78

—Ya vienen —dijo Stone.

Ambos se levantaron y se apoyaron en la pared mientras las botas resonaban por el pasillo.

—Espero que no te hayas equivocado con lo que has visto —dijo Knox, nervioso.

—¡A la ranura de las esposas! —aulló una voz.

Stone obedeció, pero Knox le detuvo.

—Déjame a mí. Suelen dar una paliza al primero. Supongo que luego se quedan agotados.

—Joe, no tienes por qué…

—¿Quieres ser tú el único que se divierte?

Knox retrocedió hasta la puerta y pasó las manos por la ranura. Alguien se las cogió y tiró con fuerza, lo cual hizo que se golpeara la cabeza contra la puerta.

Mientras zarandeaba las manos para ahuyentar el dolor, dijo:

—Tendréis que esforzaros más, cabrones de mierda.

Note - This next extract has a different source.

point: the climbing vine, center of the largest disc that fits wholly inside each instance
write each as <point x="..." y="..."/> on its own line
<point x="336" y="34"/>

Por culpa de ese comentario recibió otro tirón, pero se había pegado a la puerta de forma que no sufrió prácticamente ningún daño. Knox sonrió ante aquella pequeña victoria, aunque la cabeza le dolía cada vez más.

En esta ocasión, los dos guardias no se molestaron en registrarlos y tampoco les pusieron grilletes. El guardia al mando era George. Así pues, Manson seguía en la enfermería.

«O muerto, con un poco de suerte», pensó Stone.

—¿Dónde están vuestros uniformes? —preguntó Stone a George.

—¿Cambiáis de profesión? —añadió Knox—. No sé si esta pinta le pega a los narcotraficantes.

—¡Cerrad el pico! —vociferó el hombre.

Los empujaron hacia unas escaleras y recorrieron pasillos que conducían a un pasadizo que bajaba serpenteando, hasta que Stone detectó un olor acre a tierra húmeda y roca fangosa.

Vieron una luz en lo alto. Al acercarse, distinguieron al hombre.

Howard Tyree iba todo vestido de negro y no se le veía tan engreído como de costumbre.

Stone bajó la mirada hacia él.

—Veo que la visita de hoy ha determinado ciertos cambios.

—¿Cómo sabes…? —empezó Tyree antes de que Knox lo cortara.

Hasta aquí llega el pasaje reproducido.